Arthur M. Sackler Museum at Harvard University
This free-standing new museum, designed by architects James Stirling and Michael Wilford, opened in 1985. Skillfully planned for a constricted site near Harvard Yard, across from the Fogg Museum on Quincy Street, the Arthur M. Sackler Museum was built to house art from the Eastern and Western worlds pre 1200 AD.
Harvard University’s Fogg Museum was established before 1900, moved to a new building on Quincy Street in 1927, and became the premier university museum in the United States for the teaching of art. Its choice holdings, mostly gifts from alumni, could compare with all but the most exceptional museums in the world.

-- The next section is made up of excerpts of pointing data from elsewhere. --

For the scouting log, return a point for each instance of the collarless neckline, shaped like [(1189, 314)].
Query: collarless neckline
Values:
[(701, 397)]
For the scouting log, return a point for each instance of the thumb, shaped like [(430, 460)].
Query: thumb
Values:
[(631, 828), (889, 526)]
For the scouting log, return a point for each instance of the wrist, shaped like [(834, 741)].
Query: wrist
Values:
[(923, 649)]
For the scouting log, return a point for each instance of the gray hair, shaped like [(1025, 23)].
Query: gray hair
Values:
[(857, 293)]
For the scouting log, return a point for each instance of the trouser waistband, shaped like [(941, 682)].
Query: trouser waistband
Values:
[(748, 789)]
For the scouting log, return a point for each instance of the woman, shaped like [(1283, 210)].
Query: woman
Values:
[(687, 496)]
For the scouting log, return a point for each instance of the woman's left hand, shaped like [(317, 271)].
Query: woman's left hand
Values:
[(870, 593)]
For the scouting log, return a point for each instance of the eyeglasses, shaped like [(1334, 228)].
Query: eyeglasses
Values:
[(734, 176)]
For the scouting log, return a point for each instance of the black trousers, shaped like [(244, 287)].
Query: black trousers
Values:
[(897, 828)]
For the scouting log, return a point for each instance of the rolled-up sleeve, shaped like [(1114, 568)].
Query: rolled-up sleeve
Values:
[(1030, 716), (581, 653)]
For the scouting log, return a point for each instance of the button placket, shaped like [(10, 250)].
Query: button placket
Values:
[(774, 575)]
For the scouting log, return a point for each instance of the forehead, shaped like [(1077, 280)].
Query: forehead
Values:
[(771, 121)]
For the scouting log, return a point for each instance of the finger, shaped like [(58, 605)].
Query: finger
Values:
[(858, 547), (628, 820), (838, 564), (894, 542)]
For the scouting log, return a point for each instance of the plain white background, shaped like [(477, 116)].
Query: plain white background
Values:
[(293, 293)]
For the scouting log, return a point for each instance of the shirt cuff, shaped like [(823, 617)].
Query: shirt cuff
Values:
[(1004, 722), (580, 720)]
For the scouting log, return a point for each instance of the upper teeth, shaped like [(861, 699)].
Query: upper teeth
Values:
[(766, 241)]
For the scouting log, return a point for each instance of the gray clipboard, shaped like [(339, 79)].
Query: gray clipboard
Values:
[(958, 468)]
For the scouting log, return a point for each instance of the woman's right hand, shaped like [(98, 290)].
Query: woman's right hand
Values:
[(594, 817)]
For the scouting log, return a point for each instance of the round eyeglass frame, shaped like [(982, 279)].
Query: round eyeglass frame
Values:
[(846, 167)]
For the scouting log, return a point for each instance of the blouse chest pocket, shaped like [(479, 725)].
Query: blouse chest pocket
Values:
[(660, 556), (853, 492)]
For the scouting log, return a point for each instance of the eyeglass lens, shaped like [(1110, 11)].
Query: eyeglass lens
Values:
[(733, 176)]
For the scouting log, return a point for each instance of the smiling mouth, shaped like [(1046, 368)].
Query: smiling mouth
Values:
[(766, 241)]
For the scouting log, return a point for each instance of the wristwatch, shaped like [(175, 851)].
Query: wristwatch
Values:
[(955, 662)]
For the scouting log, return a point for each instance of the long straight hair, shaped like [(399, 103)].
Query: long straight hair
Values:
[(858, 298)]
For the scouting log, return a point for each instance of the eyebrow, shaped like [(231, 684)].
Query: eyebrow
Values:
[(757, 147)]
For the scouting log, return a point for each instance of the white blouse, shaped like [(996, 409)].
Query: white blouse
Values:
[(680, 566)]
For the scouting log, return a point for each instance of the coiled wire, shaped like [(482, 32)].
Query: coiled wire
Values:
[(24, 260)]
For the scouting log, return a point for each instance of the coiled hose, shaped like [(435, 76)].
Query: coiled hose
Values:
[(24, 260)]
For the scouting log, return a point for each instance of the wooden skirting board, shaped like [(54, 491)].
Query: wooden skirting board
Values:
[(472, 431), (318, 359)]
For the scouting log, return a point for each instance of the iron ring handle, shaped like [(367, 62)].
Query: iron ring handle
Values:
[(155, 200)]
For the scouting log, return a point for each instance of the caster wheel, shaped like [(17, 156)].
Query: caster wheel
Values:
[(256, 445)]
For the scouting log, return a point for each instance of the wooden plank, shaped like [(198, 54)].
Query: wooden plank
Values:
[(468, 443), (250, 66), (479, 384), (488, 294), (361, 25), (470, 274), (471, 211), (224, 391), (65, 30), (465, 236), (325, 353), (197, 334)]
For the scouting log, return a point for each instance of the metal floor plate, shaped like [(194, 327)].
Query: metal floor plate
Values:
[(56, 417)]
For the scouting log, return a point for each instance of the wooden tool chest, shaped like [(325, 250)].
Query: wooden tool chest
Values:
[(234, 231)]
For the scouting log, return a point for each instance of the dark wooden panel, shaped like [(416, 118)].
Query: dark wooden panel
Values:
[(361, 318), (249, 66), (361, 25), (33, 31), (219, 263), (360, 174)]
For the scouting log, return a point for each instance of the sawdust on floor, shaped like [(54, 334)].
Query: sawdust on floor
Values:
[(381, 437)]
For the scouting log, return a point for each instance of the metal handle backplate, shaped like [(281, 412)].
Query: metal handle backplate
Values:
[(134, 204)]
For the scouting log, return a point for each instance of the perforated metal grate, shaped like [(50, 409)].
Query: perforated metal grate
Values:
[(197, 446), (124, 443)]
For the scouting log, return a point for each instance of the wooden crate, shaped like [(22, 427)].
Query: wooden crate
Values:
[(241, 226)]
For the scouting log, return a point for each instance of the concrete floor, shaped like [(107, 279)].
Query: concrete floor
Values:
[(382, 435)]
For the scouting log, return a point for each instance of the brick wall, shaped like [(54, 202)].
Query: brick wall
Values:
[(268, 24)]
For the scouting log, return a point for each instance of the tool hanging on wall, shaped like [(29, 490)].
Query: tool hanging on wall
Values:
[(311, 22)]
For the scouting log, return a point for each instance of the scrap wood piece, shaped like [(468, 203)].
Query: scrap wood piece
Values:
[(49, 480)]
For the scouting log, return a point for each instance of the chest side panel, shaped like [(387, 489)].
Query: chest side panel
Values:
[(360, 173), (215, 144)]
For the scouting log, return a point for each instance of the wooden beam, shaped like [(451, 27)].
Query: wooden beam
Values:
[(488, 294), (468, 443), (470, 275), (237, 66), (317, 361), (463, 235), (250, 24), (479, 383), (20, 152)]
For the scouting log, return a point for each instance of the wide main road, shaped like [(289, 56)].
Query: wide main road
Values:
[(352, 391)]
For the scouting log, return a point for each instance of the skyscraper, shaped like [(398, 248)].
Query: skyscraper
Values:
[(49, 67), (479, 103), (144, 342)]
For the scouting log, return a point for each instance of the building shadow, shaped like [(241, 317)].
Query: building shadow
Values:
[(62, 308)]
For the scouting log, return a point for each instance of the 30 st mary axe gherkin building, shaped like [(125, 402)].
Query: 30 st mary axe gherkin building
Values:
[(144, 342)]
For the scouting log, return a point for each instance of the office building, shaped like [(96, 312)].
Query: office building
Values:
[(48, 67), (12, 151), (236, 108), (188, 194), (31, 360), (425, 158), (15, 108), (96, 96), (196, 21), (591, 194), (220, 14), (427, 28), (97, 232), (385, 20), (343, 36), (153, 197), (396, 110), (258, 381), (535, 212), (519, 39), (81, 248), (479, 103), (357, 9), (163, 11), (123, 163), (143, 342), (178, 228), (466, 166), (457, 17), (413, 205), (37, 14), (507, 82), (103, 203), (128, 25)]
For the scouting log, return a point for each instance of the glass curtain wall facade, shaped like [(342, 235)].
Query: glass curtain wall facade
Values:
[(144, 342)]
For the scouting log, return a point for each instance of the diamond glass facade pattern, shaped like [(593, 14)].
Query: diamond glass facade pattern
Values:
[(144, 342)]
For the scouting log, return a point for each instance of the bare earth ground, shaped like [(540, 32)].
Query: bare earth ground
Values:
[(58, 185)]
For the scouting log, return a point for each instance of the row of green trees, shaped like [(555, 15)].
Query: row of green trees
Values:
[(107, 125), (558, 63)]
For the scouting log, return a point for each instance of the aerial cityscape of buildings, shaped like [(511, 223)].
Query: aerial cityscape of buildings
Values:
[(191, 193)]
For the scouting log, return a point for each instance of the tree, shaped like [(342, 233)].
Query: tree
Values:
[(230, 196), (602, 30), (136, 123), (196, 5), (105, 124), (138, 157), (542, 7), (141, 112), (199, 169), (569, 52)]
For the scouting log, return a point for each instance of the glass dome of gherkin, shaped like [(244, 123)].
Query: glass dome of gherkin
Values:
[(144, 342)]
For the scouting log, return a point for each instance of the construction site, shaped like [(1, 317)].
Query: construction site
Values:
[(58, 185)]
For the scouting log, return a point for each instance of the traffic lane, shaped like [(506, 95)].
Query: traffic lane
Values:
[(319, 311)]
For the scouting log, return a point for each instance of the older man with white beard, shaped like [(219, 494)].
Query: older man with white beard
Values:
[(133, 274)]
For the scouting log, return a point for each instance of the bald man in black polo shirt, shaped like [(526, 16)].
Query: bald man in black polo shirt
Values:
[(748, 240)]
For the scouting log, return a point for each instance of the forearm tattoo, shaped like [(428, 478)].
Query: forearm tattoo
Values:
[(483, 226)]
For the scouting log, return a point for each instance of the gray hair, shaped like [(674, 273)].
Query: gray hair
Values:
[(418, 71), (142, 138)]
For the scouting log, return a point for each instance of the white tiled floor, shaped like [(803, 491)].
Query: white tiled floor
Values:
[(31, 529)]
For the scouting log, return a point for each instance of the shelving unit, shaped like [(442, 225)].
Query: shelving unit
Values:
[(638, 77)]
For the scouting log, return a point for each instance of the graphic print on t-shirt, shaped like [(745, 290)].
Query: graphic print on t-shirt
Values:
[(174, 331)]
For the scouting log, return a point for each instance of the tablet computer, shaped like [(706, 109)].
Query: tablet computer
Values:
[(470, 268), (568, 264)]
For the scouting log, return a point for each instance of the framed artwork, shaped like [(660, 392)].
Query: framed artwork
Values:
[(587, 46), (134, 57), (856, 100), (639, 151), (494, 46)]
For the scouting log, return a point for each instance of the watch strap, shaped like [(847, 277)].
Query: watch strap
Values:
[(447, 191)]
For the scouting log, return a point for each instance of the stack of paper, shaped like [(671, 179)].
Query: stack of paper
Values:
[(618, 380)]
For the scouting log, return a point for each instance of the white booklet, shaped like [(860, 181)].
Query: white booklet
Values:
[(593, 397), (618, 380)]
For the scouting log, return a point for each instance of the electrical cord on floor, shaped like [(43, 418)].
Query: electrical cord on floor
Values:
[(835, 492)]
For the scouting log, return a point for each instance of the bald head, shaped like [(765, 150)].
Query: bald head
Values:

However, by the 1970s the building was run down and there was no space to present the superb Asian art, kept in storage. Seymour Slive, Gleason Professor of Fine Art and Director of the Fogg Museum, asked Arthur Sackler for a donation to house the “Oriental” art in a pavilion to be built on the back of the Fogg. After extensive discussions, and a ten-fold funding increase, it was agreed to build a separate museum to house the Asian and Ancient collections.
The Sackler Museum includes three floors of galleries on its inner side, and five floors devoted to seminar rooms, offices and curatorial study-storage areas on its outer flank, united by a dramatic central stairway. The galleries contain permanent displays of Oriental, Islamic, Indian and Ancient art, as well as temporary exhibitions. The top floor of galleries employs natural light introduced through a specially designed system of skylights. Also in the Museum are 280-seat auditorium, a library, and service spaces. The design has attracted much attention since it was shown to the public in 1981, and has been acclaimed “the architectural event of the 1980s” by New York Times critic Ada Louise Huxtable, and Philip Johnson declared it to be the most functional museum he had ever seen.